As first graders at Clear Spring School are studying ornithology, they’re also using handsaws to carve model birds. Upper schoolers have made cigar box guitars and pinhole cameras—one student, interested in baking, made his own dough board. This year, a dozen new Sloyd knives, each sharp enough to give a case of shivers to most school administrators, were added to their toolbox.
Not a problem, says Doug Stowe, who leads the “Wisdom of the Hands” program he founded in 2001. “Working with real tools—which they do with great care—to do real things is just part of everyday life here. The program helps clarify the way we teach; it’s based on the understanding that hands-on learning provides a crucial pathway to the development of character and intellect.” Projects reinforce what students are learning in other classes, adding depth, breadth, and interest while improving skill and confidence levels.

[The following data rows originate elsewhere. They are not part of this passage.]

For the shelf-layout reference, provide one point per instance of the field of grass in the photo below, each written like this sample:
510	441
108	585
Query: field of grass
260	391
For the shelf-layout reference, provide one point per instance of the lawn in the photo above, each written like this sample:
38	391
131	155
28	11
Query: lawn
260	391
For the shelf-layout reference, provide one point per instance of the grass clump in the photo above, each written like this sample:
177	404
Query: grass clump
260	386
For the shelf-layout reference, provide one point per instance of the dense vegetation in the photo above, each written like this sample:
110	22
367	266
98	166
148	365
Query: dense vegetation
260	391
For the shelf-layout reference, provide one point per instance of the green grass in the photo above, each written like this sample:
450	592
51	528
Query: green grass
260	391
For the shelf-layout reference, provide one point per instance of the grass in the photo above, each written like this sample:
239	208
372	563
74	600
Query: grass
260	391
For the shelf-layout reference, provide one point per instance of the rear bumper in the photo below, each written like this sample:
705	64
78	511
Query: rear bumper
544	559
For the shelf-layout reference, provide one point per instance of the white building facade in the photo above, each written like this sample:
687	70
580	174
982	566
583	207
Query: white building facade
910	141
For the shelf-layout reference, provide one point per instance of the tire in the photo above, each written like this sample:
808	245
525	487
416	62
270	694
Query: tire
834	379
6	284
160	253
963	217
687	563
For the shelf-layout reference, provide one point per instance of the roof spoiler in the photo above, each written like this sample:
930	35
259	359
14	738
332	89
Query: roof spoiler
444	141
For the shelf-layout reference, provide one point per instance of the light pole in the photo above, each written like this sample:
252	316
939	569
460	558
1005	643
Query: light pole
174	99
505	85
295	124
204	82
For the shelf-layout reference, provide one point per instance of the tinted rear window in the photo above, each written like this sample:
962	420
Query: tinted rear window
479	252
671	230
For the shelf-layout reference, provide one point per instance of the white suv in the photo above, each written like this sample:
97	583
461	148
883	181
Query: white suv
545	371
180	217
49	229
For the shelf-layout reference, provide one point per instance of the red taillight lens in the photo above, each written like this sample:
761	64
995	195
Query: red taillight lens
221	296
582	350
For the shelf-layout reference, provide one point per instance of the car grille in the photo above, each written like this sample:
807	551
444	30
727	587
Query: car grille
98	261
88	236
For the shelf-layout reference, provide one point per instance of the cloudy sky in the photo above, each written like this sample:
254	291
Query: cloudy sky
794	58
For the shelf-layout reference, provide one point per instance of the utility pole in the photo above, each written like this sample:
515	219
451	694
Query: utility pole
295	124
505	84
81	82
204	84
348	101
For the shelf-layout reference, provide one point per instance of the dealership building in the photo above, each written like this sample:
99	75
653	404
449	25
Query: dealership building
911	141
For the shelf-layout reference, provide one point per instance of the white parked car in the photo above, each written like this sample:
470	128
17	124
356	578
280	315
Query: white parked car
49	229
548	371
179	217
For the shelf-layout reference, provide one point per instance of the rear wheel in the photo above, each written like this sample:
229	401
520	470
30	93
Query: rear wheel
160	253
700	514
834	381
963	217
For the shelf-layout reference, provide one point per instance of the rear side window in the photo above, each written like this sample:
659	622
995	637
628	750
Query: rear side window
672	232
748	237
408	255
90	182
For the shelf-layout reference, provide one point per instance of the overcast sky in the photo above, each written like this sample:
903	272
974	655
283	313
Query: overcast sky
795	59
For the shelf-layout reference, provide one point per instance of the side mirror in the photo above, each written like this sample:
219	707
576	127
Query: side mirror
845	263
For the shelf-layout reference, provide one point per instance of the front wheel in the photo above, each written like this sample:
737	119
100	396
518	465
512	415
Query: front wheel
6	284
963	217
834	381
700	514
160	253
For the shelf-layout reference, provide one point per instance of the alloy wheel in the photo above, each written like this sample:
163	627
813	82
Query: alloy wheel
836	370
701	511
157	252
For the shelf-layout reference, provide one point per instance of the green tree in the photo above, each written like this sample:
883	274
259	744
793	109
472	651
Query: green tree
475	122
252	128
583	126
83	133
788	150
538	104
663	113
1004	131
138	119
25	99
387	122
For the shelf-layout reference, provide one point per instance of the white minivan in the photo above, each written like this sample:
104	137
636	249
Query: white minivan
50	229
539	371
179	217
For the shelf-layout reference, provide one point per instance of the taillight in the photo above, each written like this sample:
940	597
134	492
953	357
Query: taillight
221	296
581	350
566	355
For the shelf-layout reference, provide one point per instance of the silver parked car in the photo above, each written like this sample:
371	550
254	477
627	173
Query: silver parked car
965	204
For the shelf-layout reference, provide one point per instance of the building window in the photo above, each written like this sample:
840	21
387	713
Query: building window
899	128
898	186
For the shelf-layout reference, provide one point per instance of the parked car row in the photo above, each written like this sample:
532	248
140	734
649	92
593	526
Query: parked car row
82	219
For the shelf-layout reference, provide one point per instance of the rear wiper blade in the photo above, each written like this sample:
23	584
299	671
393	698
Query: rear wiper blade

Twelfth grader Siddhi carved a bird feather from a piece of wood he’d been admiring for four years. “When everyone does a project—together or separately—it brings out your artistic side,” he says. “And you get amazing results, like a boat made by a whole class or individual guitars.” His younger brother Oakley, a fifth grader, started making wooden swords, knives, and axes at age six; he’s now making custom longboards.
“Children naturally want to excel at something they can measure and compare,” says Mr. Stowe. “Their confidence emerges not because someone else has said they’re capable, but because they’ve discovered it for themselves.”